Carl Reiner was one of those pop-culture fixtures whose death feels like a punch to the gut a la Joan Rivers or Robin Williams, who were also supposed to live forever.

Reiner got damn close in that department, passing away peacefully Monday night at age of 98 in his Beverly Hills home. The Bronx-born genius writer/actor/director’s long laundry list of iconic comedy credits included early TV’s megahit “Your Show of Shows,” a witty, urbane sketch/comedy show hosted by Sid Caesar and Imogene Coca, “The 2,000 Year Old Man” with Mel Brooks and “The Dick Van Dyke Show,” considered by many the best sitcom in TV history. He created the series and also played toupeed, egomaniacal producer Alan Brady.

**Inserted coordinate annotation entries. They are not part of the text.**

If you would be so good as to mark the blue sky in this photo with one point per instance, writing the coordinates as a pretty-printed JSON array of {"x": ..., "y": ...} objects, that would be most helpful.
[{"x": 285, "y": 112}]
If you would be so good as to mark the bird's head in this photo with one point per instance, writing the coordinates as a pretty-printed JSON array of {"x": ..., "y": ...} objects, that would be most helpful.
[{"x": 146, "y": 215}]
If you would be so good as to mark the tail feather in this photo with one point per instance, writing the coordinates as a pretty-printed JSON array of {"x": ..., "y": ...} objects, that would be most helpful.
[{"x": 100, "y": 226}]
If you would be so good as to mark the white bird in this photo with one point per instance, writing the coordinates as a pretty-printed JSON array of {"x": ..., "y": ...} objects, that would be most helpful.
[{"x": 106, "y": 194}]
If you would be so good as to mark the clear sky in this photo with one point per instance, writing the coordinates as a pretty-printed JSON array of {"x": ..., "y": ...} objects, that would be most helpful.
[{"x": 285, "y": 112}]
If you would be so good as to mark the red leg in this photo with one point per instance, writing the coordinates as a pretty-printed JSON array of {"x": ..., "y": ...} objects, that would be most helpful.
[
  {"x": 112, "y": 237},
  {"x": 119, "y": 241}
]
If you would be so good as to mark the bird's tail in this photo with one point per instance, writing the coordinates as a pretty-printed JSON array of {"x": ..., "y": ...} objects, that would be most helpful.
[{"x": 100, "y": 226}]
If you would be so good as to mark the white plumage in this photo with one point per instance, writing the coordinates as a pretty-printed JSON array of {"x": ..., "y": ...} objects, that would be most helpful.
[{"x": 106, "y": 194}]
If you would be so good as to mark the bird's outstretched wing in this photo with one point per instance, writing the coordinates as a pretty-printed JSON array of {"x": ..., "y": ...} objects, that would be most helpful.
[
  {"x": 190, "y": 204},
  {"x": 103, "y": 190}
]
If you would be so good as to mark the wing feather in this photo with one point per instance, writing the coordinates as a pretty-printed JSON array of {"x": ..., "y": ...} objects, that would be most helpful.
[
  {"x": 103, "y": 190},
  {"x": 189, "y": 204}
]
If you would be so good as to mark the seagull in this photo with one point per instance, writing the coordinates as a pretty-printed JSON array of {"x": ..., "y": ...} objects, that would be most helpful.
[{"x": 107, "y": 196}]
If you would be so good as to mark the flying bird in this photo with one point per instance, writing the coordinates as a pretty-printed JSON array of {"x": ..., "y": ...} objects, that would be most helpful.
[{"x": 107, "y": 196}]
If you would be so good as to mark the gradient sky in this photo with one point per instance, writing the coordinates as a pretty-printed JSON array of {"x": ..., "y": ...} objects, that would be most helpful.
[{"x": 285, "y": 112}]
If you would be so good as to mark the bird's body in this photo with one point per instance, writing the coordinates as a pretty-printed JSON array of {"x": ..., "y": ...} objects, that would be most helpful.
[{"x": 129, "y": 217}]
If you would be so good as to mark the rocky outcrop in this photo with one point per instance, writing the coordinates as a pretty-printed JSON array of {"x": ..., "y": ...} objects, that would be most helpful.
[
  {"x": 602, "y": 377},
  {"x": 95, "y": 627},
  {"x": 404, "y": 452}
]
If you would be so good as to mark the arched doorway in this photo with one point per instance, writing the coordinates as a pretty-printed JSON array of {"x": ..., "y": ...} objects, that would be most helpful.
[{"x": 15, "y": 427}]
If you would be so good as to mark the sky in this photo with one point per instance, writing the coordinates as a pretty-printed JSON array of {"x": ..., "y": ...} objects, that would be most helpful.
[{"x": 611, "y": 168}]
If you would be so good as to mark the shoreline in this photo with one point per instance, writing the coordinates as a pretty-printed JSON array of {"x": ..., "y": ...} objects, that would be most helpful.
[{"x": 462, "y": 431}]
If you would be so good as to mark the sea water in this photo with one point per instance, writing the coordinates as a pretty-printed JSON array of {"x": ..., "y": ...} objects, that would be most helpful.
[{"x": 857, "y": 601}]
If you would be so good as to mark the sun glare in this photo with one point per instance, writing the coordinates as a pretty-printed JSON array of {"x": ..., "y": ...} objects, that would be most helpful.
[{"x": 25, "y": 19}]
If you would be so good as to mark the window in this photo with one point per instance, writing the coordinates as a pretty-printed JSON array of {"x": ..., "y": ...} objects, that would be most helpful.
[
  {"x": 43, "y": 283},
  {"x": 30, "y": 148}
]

Later, he moved into semi-retirement but kept busy by writing books, producing and starring in an HBO documentary about nonagenarians called “If You’re Not in the Obit, Eat Breakfast” (his motto) and staying active on Twitter. His last tweet was posted just hours before he passed.

I interviewed “Mr. Reiner” (as I addressed him — no “Carl” for such a legend) a handful of times over the past five years and found him always gracious (he often answered his own phone) and eager to reminisce, even on sad occasions. Mr. Reiner took my call when his beloved “Dick Van Dyke Show” co-star Mary Tyler Moore died in January 2017 and, through his obvious sadness, he gamely recalled how special she was (“She had an extreme grace,” he said).

His fondness for Moore was apparent when, in 2018, I called to talk about the now-colorized “Dick Van Dyke Show” episode, “Never Bathe on Saturday,” in which Moore’s Laura Petrie got her toe stuck in a hotel bathroom bathtub spigot. That, Mr. Reiner said, was based on a real-life incident with his beloved late wife, Estelle. “She was playing with the drip” with her toe, he recalled. He was still laughing about it nearly 60 years later. Priceless.

I always found it touching that he and his comedy partner and best friend, “2,000 Year Old Man” Mel Brooks, who turned 94 on Sunday, were still close to the very end. The lifelong friends met on “Your Show of Shows” in the early ’50s and got together frequently, usually at Reiner’s home, to kibbitz and have something to eat. I can’t imagine how Brooks is feeling right now.

And let’s not forget Mr. Reiner’s forays into acting and writing; channel-surf enough and you’ll see him in movies including the 1966 comedy “The Russians Are Coming, the Russians Are Coming” or “It’s a Mad, Mad, Mad, Mad World” or as Saul Bloom in George Clooney’s “Oceans Twelve” and “Oceans Thirteen.” He also directed Steve Martin three times in “The Jerk,” “All of Me” (with Lily Tomlin) and noir spoof “Dead Men Don’t Wear Plaid.” His talent cannot be measured in words.

When, in 2017, I interviewed Mr. Reiner, then 95, about “If You’re Not in the Obit Eat Breakfast,” here’s what he told me:

“Everybody must read the obits. And I have a little agenda now: I look at the date of people when they passed and say to each on, ‘I got you. I beat you.’”

Now, he’s joined all his friends and family members in Comedy Heaven. That must be a really fun place.